It’s easy to pop into your local shopping mall and pick up a few t-shirts for £3 a piece. While you may be getting a great bargain for some new items, have you ever stop to think of the story behind this t-shirt such as where it was made, where did the materials come from and who made it? What is the reason that you as the consumer have to pay such small prices? Unfortunately, the reason many times is due to cheap, unsustainable produced material use, as well as production in places on the globe that exploits very cheap labor under unsafe working conditions.
As the rise of the “conscious consumer” increases, buyers want to know more about their items besides just the final end product. Instead, they are interested in knowing the life cycle to date of the product to maintain peace of mind that they are contributing to a more sustainable and morally beneficial cycle to help improve the environment and lives of others around the globe.
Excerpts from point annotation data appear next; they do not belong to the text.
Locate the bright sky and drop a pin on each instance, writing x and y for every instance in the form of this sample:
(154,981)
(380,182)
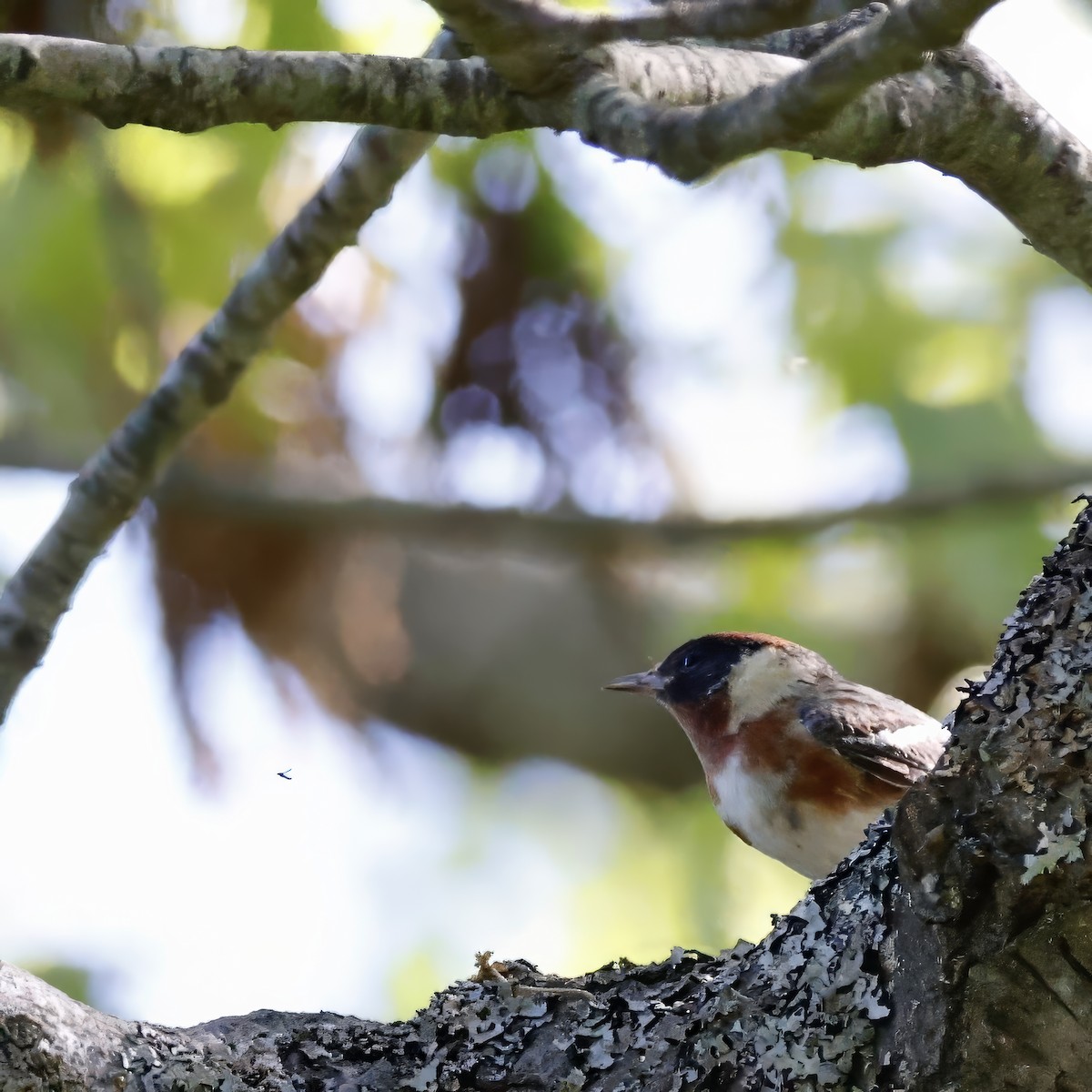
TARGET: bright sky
(296,895)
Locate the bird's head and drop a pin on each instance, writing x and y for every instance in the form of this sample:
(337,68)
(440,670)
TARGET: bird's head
(715,682)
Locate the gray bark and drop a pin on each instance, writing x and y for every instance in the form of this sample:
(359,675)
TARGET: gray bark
(955,955)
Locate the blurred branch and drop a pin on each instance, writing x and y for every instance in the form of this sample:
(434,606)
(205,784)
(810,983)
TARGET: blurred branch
(188,90)
(958,112)
(907,967)
(584,534)
(117,478)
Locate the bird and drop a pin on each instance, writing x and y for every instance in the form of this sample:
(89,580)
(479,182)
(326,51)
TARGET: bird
(798,759)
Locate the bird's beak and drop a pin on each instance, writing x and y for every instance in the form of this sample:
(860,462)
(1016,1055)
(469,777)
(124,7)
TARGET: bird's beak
(650,682)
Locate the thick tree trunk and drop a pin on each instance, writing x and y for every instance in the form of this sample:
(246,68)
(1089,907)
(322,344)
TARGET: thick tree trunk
(956,954)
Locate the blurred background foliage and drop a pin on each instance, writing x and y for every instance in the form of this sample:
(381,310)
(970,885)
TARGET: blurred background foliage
(534,329)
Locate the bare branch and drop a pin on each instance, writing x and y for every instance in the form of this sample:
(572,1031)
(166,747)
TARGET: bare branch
(189,88)
(906,967)
(115,480)
(584,534)
(689,143)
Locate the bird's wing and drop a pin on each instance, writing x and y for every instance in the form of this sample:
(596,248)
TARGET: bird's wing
(880,735)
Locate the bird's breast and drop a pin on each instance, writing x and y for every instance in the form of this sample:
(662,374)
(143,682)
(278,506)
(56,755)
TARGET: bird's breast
(791,797)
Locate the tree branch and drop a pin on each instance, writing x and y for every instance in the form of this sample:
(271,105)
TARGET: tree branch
(189,88)
(689,143)
(910,966)
(115,480)
(574,534)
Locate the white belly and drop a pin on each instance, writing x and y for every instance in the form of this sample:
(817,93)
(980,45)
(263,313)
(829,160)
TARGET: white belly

While sometimes it can be difficult to know the exact story behind each item, there are particular factors that can help you to ensure that you are purchasing in a sustainable way.
A good start is to look for products that fall under the category of “sustainable fashion”. This means that the production and manufacturing is focused on eco-friendly processes that reduce the carbon footprint as well as improve living conditions of plants, animals and people around the world. To be “sustainable” simply means that the process is maintainable indefinitely and does not contribute to increased environmental problems, rather utilizes renewable natural resources that enhance the environment. Keywords for sustainable fashion can include: eco-conscious, energy efficient, fair trade, hand or locally made, biodegradable, organic, recycled or made of renewable materials and/or vegan.
A challenge can be to find places that you can buy sustainable fashion, as it is much less common than your typical chain shops that you can find anywhere in the world. Here are some good resources to keep the piece of mind that you are at least partly, if not completely, purchasing in a sustainable way.
Clothing brands and shops are also are becoming more invested in sustainable fashion. You can probably find some small shops popping up in your neighborhood or in a city near you that boasts an eco-friendly concept.
A good way to find many options for eco-friendly, sustainable fashion pieces that tend to cost less that the local shops would be to search through the many online options. For example, here you can find a database of many different brands that fall under the category of fair trade/organic/eco-friendly, etc. From there you can find a brand that fits your style and preference as well as brands that are made right in the UK.
Second hand shopping has its roots in a more sustainable fashion concept, as it is built on recycling old things that you won’t use anymore. Spend an afternoon looking through your local thrift shops to see what kind of finds you can discover. If you don’t have the desire for that, then you can easily search through online second hand shops such as this website, where you can find used designer goods for sale.
For really good prices on recycled fashion, head over to your local flee market. While the original item may not have been produced in a sustainable way, you are reusing it, contributing to a recycling concept and not letting the energy put into production go to waste.
Regardless of where you purchase your items from, the most important step is to simply become more informed on what constitutes sustainable fashion. You will then find it easier to sift through the marketing tactics that want consumers to believe that are buying something that is eco-friendly when it is simply not the case. The biggest challenge may be to come to a point where knowing you are contributing to a sustainable fashion chain is more important than that tempting £3 t-shirt in that shop window.